A tu disposición tendrás más de 11.000 metros cuadrado de paraíso, embellecido aún más si cabe por la gran cantidad de elementos ornamentales que la componen. Lo más impresionante de todo el edificio es su escalera de entrada, fotografiada un número incontable de veces por los curiosos turísticas que se agolpan a su alrededor cámara en mano. Normalmente dentro de este hermoso edifico suelen tener lugar interesantes espectáculos de ballet.
Antes de acudir a este lugar es especialmente recomendable adentrase de lleno en su historia.
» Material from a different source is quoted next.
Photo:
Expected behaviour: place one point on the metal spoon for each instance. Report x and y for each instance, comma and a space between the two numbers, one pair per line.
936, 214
De este modo, cuando lo tengas delante, podrás imaginarlo no sólo en esta época sino en todo su periodo que es como realmente se deben ver los edificios. Visitar un edificio sin conocer su historia es como ver un dado sólo por alguna de sus caras sin disfrutarlo en su totalidad. Para empezar te diremos que la Ópera de París debe su existencia a Napoleón III de Francia y que este encargo su construcción al arquitecto Charles Garnier. De aquí el sobrenombre del edificio.
Foto: Bsidez.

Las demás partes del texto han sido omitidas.